Mais le vrai scandale est ailleurs : des matières actives comme le diuron, la terbutryne et la carbendazime sont interdites dans l'agriculture et, selon le cas, depuis de nombreuses années. Mais elles peuvent encore être utilisées dans les peintures de façades et finissent donc, souvent directement, dans le système d'assainissement public et donc dans les installations de traitement des eaux usées, avec l'eau de pluie [ma note : quand les réseaux ne sont pas séparés]. Quand on les trouve dans l'eau, on explique souvent que c'est du fait des agriculteurs qui se débarrassent de leurs stocks.
Voici trois exemples d'un fabricant. Dans la fiche technique n° 161 de Caparol, d'août 2016, pour le produit PermaSilan NQG on peut lire : « contient les produits biocides suivants : carbendazime [...], isoproturon [...], terbutryne [...] et 2-octyl-isothiazole-3-one [...] ». La fiche technique n° 150, d'août 2016, décrit le produit Duparol qui contient du diuron et également de la carbendazime et d'autres substances. Dans la fiche technique n° 151, de mai 2016, on peut lire que le produit Fungizid, qui peut être mélangé comme additif à toutes les peintures de façades, contient les matières actives isoproturon, terbutryne, pyrithione de zinc et octylisothiazolinone. Ici aussi, il est précisé que le produit est « toxique pour la vie aquatique, avec des effets durables ». C'est là probablement une des raisons pour lesquelles ces substances ne peuvent plus être utilisées dans l'agriculture. Ainsi, le diuron est interdit depuis 1996, la terbutryne depuis 1997. Voilà pour les résidus de pesticides dans l'agriculture. L'interdiction est maintenant vieille de 20 ans !
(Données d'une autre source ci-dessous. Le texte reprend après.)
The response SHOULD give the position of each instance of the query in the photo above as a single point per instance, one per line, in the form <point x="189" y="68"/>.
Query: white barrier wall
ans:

Dans une analyse de l'Agence Fédérale de l'Environnement on peut lire ceci sur les points d'entrée dans l'environnement : « Sur la façade, les biocides ne sont efficaces que s'ils peuvent sortir de la matrice de la façade, entrer dans la phase aqueuse et atteindre ainsi les organismes cibles. Pour obtenir une efficacité de longue durée, les produits sont conçus de telle sorte que les biocides se diffusent vers la surface lorsque l'humidité est suffisante dans la façade (Burkhardt et al., 2009). Ainsi, les biocides sont disséminés à chaque événement pluvieux efficace. Dans des études de laboratoire, on a mis en évidence une lixiviation du diuron, de l'irgarol, de la terbutryne et de la carbendazime à partir des panneaux de façade, lors d'épisodes de pluies battantes ; dans les conditions expérimentales, les concentrations dans le ruissellement ont diminué avec le temps de manière exponentielle sur près de 2 ordres de grandeur ».
En clair, cela signifie qu'une grande quantité de substances actives est lessivée dans les premières années. Ainsi, Caparol écrit aussi dans sa fiche technique n° 151 : « une protection indéfinie contre les moisissures et les algues ne peut pas être assurée. » La peinture doit donc être régulièrement réappliquée.
Dès lors, l'Agence Fédérale de l'Environnement étant au courant de toutes ces corrélations, pourquoi Mme Hendricks, la ministre de l'environnement, n'entreprend-elle rien pour y remédier ? C'est un scandale. Les médias en parlent de temps à autre, mais personne ne s'en préoccupe, pas même les écologistes. Et cela aussi est un scandale...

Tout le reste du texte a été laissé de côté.